Best term insurance plans for self-employed individuals

The total number of self-employed individuals in India stood at a whopping 333 million in 2021, according to a report by GlobalData. This number has been growing at an annual rate of 7% to 8% – but what’s driving this rapid rise? Being self-employed comes with a lot of advantages: the freedom to be your own boss, the flexibility to work on your own terms, and limitless growth potential.

However, it does come with its own set of challenges. “You do not get the same employer-sponsored benefits you would otherwise get if you were working in the formal sector. And one major benefit self-employed individuals often miss out on is life protection offered by many organisations as an employee benefit. As a result, many people end up compromising on this vital protection tool and don’t buy it for themselves. The reason? They don’t consider it necessary, or don’t think they are eligible for it – which couldn’t be farther from the truth,” says Varun Agarwal, Head – Term Insurance, Policybazaar.com.

Until a few years ago, the financial underwriting guidelines for term plans were such that one was required to submit documents like Form 16 and corporate salary slips – due to which many self-employed individuals were unable to avail term insurance plans, even if they wanted to. But, thanks to the ever-evolving insurance industry, this trend has changed in the last few years with more and more self-employed people being able to secure their financial future with a term plan. Income and ITR proofs are no longer a mandatory requirement for buying a term plan.

What’s contributed to this change? “A lot of digital parameters are now being used to evaluate the customer’s income instead of the traditional parameters – creditworthiness through credit and loan history and purchasing power through Vehicle Ownership data. Some insurers are now using GST databases to analyse the volume of business generated by self-employed individuals. This is a much-welcomed change by the self-employed sector of India – which is clearly evident from the increasing life insurance penetration in this segment,” informs Agarwal.

Benefits of term plans for self-employed individuals

Income protection: Self-employed individuals generally rely on income generated from their own effort and in the unfortunate event of their death, the financial security of their dependents stands to be compromised. Term insurance plays the vital role of a safety net and ensures their loved ones are protected in the absence of the primary bread earner.

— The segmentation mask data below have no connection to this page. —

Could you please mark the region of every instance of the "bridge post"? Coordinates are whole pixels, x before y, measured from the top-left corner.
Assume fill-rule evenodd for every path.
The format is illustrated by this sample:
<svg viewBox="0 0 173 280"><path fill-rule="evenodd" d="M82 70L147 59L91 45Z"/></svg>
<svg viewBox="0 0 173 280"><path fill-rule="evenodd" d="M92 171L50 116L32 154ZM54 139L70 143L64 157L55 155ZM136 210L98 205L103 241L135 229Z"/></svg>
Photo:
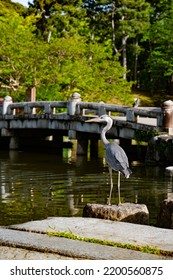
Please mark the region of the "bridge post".
<svg viewBox="0 0 173 280"><path fill-rule="evenodd" d="M130 152L132 148L131 144L132 144L131 139L120 138L120 146L124 149L128 157L130 156Z"/></svg>
<svg viewBox="0 0 173 280"><path fill-rule="evenodd" d="M88 152L88 138L84 133L77 132L77 155L87 155Z"/></svg>
<svg viewBox="0 0 173 280"><path fill-rule="evenodd" d="M106 109L105 109L105 103L103 101L100 101L99 102L99 109L98 109L98 114L99 116L101 115L105 115L107 112L106 112Z"/></svg>
<svg viewBox="0 0 173 280"><path fill-rule="evenodd" d="M162 106L163 127L167 129L169 135L173 135L173 101L167 100Z"/></svg>
<svg viewBox="0 0 173 280"><path fill-rule="evenodd" d="M137 116L135 115L134 108L127 110L126 117L128 122L137 122Z"/></svg>
<svg viewBox="0 0 173 280"><path fill-rule="evenodd" d="M97 158L98 157L98 137L92 137L90 139L90 158Z"/></svg>
<svg viewBox="0 0 173 280"><path fill-rule="evenodd" d="M79 114L77 112L77 104L81 101L80 94L78 92L73 93L71 100L68 102L67 106L67 114L70 116L74 116Z"/></svg>
<svg viewBox="0 0 173 280"><path fill-rule="evenodd" d="M7 114L7 108L8 108L8 105L13 103L12 101L12 97L11 96L5 96L4 97L4 102L3 102L3 108L2 108L2 114L5 115Z"/></svg>
<svg viewBox="0 0 173 280"><path fill-rule="evenodd" d="M89 139L86 137L84 133L77 132L77 155L87 155L88 148L90 149L90 157L98 157L98 137L92 136L90 138L90 145Z"/></svg>
<svg viewBox="0 0 173 280"><path fill-rule="evenodd" d="M9 149L17 150L19 148L19 138L16 136L10 137Z"/></svg>
<svg viewBox="0 0 173 280"><path fill-rule="evenodd" d="M53 133L53 139L52 139L53 147L57 148L57 153L59 155L62 155L63 151L63 134L61 133Z"/></svg>

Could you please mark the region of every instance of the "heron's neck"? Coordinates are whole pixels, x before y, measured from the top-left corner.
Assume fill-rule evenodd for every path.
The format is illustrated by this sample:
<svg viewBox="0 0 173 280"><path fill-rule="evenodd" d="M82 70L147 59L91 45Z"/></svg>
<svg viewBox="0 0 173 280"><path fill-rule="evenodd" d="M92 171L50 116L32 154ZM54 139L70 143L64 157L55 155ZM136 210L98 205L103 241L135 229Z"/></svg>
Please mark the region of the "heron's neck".
<svg viewBox="0 0 173 280"><path fill-rule="evenodd" d="M109 141L106 138L106 132L111 129L112 127L112 122L107 123L106 126L103 128L102 133L101 133L101 140L104 146L106 146L107 144L109 144Z"/></svg>

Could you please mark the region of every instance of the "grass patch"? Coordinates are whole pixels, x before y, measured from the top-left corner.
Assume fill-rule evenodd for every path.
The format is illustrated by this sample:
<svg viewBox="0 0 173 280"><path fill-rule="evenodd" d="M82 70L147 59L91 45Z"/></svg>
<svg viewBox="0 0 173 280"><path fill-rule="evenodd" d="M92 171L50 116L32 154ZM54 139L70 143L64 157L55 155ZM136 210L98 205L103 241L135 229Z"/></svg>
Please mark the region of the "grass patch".
<svg viewBox="0 0 173 280"><path fill-rule="evenodd" d="M161 107L164 101L172 100L172 96L164 92L151 93L137 89L132 89L131 96L140 99L139 107Z"/></svg>
<svg viewBox="0 0 173 280"><path fill-rule="evenodd" d="M47 234L49 236L63 237L63 238L68 238L68 239L72 239L72 240L85 241L85 242L89 242L89 243L107 245L107 246L118 247L118 248L123 248L123 249L130 249L130 250L134 250L134 251L140 251L142 253L173 257L173 252L160 250L156 247L153 248L151 246L123 244L123 243L119 243L119 242L101 240L101 239L97 239L97 238L82 237L82 236L73 234L70 230L69 230L69 232L66 232L66 231L65 232L64 231L63 232L61 232L61 231L47 232Z"/></svg>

Business liabilities: “As many self-employed individuals are small business owners or engaged in freelancing work, in the event of their demise – loans, outstanding debts, or business liabilities can create a significant burden on their surviving dependents. A term plan with adequate coverage can cover these financial obligations,” says Agarwal.

Family’s future financial goals: Term insurance provides a lump sum payout which can help the dependents with funds for important life events like education expenses, mortgage payments or other financial goals.

Types of term plans for self-employed individuals

Self-employed individuals have access to the same plans available to people working in the formal sector. And they are as follows:

Term plan

Key features

Level term plans

Fixed sum assured throughout the policy Benefits paid to the nominee on the demise of the life insured

Return of premium plans

Total premium paid returned to the life insured if she/he survives the policy tenure

ULIP Plans

Dual benefit of protection and investment as part of premiums paid are invested into markets Plans offer >2 times return on paid premiums Traditional income proofs are not required

Increasing/Decreasing term plans

Option to increase/decrease the sum assured on an yearly basis during the policy period, to meet the goals of life assured at different stages

 

When it comes to the sum assured in term plans – the general rule of thumb is to go for 10x to 20x of your annual income. But people with large loans, considerable debts or multiple dependents might want to choose a higher death benefit.

However, don’t forget to thoroughly assess your needs and liabilities before finalising on a term plan. Additionally, make use of online comparison tools to find the plan that suits you best.